Let $(N_t)_{t \in[0,\infty)}$ be a Poisson process. Let $t<s<z$. Compute

$E[N_z-N_t | N_s=3]$

My idea: Using the fact that Poisson process has independent increments:

$E[N_z-N_t| N_s=3]=E[N_z-N_s+N_s-N_t | N_s=3]= E[N_z-N_s]+ E[N_s-N_t | N_s=3]$

Answer 1

As Henry pointed out $E[N_z-N_s] = E[N_{z-s}] = \lambda (z-s)$ (assuming $\lambda$ is the intensity).
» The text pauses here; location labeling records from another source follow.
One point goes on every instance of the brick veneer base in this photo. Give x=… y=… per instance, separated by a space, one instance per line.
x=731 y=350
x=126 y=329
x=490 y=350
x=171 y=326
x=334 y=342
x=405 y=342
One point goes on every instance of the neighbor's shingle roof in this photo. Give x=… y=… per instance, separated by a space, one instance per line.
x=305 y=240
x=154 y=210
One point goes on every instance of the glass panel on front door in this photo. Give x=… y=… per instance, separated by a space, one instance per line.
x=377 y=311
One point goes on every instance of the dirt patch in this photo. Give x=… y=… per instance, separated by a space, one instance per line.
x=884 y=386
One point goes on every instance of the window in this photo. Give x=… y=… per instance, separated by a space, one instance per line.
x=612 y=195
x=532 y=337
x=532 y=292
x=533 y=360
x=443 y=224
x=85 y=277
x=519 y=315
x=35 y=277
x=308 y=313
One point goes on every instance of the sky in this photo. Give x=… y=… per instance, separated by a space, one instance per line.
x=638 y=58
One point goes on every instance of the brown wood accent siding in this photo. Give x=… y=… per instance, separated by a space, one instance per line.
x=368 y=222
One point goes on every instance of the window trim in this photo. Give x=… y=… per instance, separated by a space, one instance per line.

Also $E[N_s-N_t | N_s=3] = \frac{3(s-t)}{s}$ (since given $N_s=3$ the arrival times are uniformly distributed in $[0,s]$).

Answer 2

Yes that is the idea.

$\begin{align}\mathsf E[N_z-N_t\mid N_s=3]&=\mathsf E[N_z-N_s+N_s-N_t \mid N_s=3]\\[1ex]&=\mathsf E[N_z-N_s\mid N_s=3]+\mathsf E[N_s-N_t \mid N_s=3]\\[1ex]&=\mathsf E[N_z-N_s]+\mathsf E[N_s-N_t \mid N_s=3]\\[1ex]&=\mathsf E[N_{z-s}]+\mathsf E[N_s-N_t \mid N_s=3]\end{align}$

Now you need to determine what is the conditional distributions of $N_s-N_t$ given $N_s=3$.

Binomial(3,(s-t)/s)